A destiny to deliver
President Jonathan
has recently rolled out his ambitious roadmap for the power sector
ahead of the anticipated declaration of his candidacy in the coming
elections. The plan aims to place the private sector as the key driver
of the reforms and to attract an annual investment of US$3.5 billion
while delivering 7,000MW by April next year and 14,000MW by 2013. All
well and good. The devil, as the say, lies in the details.
The whole world
knows that Nigeria has never been short of great ideas. The gaping hole
in our national system is quite simply a lack of effective
implementation.
The failure to
deliver is not only a leadership problem; it has to do with the
systemic failure of bureaucracy, public policy and decision-making
systems. As a country, we have been largely bypassed by the New Public
Management revolution, which started in the United States about two
decades ago with its objective of reinventing government within the
paradigm of efficiency and results-based management.
According to the
Harvard neurologist and educationist Howard Gardner, “all leaders are
limited in what they can accomplish”. In rich as well as poor
democracies, leaderships require support systems that can help them
deliver on their mandates against the backdrop of increasingly critical
electorates. One of my most inspiring teachers has been the
distinguished Israeli policy scientist Yehezkel Dror. Several years ago
Dror called for a ‘new order of leadership’ — a new mindset anchored
on transformational leadership that is rigorous intellectually and
politically savvy and entrepreneurial.
Dror has been the
‘beautiful mind’ behind succeeding leaderships in Tel Aviv who have
managed to build a prosperous and secure democracy in a sea of
turbulence and hostility.
In a seminal 1986
essay, he developed the concept of the ‘central mind of government’ to
help enrich governance and decision-making at the highest levels of
leadership in a manner that promotes the collective interest while
providing overall strategic direction for government.
Britain under
former Prime Minister Tony Blair may have taken those lessons on board
in creating the Prime Minister’s Delivery Unit (PMDU). After his second
election victory in June 2001 in which the Labour Party won by a
landslide, Prime Minister Tony Blair solemnly told the great British
public that he interpreted his victory as “a mandate for reform…an
instruction to deliver.” Blair subsequently invited a noted academic,
Professor Michael Barber, to set up the PMDU which was located within a
few doors of the prime minister’s own office.
Several years
earlier Barber had been recruited to oversee policy implementation
within the treacherous British public school system which had, in some
parts, fallen to Third World levels. He seemed to possess the elixir
stone that changed things with remarkable speed. Exam results improved;
some of the inner city schools that had been largely Dickensian
hell-holes where pupils carried knives and guns were infused with a new
lease of life. Barber has serendipitously invented a new profession
that goes by the name of ‘deliverology’ — defined as a systematic
process through which system leaders can drive progress and deliver
results.
The PMDU’s brief
was to monitor the four core areas of the government’s strategic
priorities, namely health, education, transport and the Home Office.
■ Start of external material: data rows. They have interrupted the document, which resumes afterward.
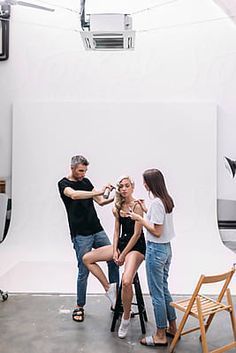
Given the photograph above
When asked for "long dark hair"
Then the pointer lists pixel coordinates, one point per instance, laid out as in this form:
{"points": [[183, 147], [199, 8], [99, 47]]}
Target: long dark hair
{"points": [[156, 184]]}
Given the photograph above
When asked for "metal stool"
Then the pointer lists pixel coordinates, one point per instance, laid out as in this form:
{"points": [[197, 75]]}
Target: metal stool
{"points": [[140, 304]]}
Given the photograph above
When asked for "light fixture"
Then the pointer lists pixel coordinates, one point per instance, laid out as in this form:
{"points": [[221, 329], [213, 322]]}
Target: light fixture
{"points": [[106, 31], [230, 166], [5, 11]]}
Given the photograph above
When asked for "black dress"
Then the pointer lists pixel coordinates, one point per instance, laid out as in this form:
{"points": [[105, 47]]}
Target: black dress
{"points": [[126, 232]]}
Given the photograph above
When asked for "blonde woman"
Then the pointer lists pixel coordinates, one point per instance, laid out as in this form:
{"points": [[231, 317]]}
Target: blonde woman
{"points": [[128, 249]]}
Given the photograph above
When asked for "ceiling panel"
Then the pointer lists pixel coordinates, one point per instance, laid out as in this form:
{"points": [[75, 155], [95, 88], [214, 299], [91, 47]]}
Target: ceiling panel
{"points": [[229, 7]]}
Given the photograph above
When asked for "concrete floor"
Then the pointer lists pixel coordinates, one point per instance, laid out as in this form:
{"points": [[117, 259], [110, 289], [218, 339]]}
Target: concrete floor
{"points": [[43, 324]]}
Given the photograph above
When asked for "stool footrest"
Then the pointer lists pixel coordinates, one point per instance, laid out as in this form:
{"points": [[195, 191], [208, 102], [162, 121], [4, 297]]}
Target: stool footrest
{"points": [[140, 303]]}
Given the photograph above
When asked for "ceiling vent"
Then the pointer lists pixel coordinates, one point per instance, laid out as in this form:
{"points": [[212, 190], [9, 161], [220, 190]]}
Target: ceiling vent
{"points": [[108, 32]]}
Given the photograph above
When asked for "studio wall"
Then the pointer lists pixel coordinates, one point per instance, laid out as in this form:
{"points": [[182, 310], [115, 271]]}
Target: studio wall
{"points": [[117, 138]]}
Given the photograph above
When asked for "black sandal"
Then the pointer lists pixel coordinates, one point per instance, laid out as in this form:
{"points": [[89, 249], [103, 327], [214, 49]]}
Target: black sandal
{"points": [[78, 315]]}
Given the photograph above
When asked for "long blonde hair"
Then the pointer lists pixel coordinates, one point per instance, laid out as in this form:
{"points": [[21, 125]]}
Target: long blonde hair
{"points": [[119, 199]]}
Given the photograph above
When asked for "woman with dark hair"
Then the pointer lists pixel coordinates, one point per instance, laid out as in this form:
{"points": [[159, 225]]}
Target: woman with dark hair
{"points": [[159, 232], [128, 249]]}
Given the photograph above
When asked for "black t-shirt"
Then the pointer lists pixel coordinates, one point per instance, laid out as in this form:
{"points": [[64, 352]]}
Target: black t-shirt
{"points": [[82, 216]]}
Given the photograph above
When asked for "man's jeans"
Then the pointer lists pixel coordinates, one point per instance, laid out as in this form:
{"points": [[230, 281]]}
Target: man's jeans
{"points": [[82, 245], [158, 258]]}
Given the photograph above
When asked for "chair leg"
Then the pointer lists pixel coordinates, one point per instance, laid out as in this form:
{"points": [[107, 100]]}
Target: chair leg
{"points": [[140, 303], [178, 332], [232, 312], [138, 294], [202, 327], [140, 297], [117, 309]]}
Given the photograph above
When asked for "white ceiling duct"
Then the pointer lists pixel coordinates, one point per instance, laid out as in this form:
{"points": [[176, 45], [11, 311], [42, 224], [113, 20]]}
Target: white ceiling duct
{"points": [[108, 32], [229, 7]]}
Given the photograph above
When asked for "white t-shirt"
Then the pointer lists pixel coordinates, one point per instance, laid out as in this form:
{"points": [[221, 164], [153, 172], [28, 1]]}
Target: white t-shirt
{"points": [[157, 215]]}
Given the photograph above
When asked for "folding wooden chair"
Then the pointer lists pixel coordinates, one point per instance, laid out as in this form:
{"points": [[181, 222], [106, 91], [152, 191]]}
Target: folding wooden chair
{"points": [[204, 309]]}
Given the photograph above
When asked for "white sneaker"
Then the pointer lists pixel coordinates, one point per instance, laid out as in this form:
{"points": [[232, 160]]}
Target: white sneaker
{"points": [[111, 294], [124, 327]]}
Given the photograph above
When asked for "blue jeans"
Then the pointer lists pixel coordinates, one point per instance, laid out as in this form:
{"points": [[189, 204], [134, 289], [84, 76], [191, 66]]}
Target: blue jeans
{"points": [[83, 244], [158, 258]]}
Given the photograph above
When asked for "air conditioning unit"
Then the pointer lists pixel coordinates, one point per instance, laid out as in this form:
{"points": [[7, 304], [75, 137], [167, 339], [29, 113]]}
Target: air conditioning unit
{"points": [[108, 32]]}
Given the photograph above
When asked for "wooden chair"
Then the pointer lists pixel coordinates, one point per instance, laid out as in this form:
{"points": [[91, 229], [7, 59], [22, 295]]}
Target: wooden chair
{"points": [[204, 309]]}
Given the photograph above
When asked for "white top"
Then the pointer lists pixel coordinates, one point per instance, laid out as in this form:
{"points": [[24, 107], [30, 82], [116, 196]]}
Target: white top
{"points": [[157, 215]]}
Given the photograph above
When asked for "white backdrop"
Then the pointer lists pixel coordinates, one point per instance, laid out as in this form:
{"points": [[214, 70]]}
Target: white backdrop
{"points": [[117, 138]]}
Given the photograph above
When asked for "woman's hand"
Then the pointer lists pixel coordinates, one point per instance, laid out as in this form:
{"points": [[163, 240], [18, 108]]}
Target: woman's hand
{"points": [[136, 217], [116, 254], [121, 260], [141, 202]]}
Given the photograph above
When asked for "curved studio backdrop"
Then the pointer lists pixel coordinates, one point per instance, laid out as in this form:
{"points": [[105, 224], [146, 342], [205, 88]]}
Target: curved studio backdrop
{"points": [[117, 138]]}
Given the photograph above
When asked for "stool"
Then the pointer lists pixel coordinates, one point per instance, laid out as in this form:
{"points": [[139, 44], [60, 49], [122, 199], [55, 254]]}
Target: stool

With a staff of about 40, the PMDU operated as a ‘slim and mean’
outfit, with a proactive no-nonsense approach that held cabinet members
and senior mandarins personally accountable for performance.
While the focus was
on long-term strategic targets, the PMDU carefully cultivated
short-term wins considered crucial to gaining public confidence and
building momentum for greater success. Consideration was given to
setting clear goals design of a delivery map and delivery chain by
which all relevant stakeholders understand what they have to do,
trajectories mapping progress towards implementation, data and leading
indicators with real-time performance information, stocktaking with the
Prime Minister and the Cabinet and commitment to best practice through
continuous improvement of processes and systems to achieve success.
The PMDU has been a
remarkable success. Governments across the world have sought to imitate
its key features. The IMF has described the approach as a ‘frontier’ of
performance management in government.
Given the complex
challenges we face as a country, we need creative decision-making
systems that would enable leaderships deliver on their core mandates.
At the end of the day, Goodluck Jonathan will be judged on whether or
not he has delivered. The British PMDU model is as good a model as any
to consider.
The American
statesman Henry Kissinger famously remarked that political office taxes
intellectual capital. Many of our leaders seem patently ill prepared
for high office. Once in power, there is no time to engage in new
learning. But leadership does not require that one knows everything.
With regard to electricity and other critical sectors, leaderships must
be humble enough to defer to the talents who can cut through the
nonsense and get things done.
Destiny rarely provides such opportunities for statesmen to make a
difference. It would be tragic for our country if Mr. Jonathan ends up
just as another ‘cash and carry’ political prisoner to reptilian party
hacks and an increasingly imperious and rapacious governorate.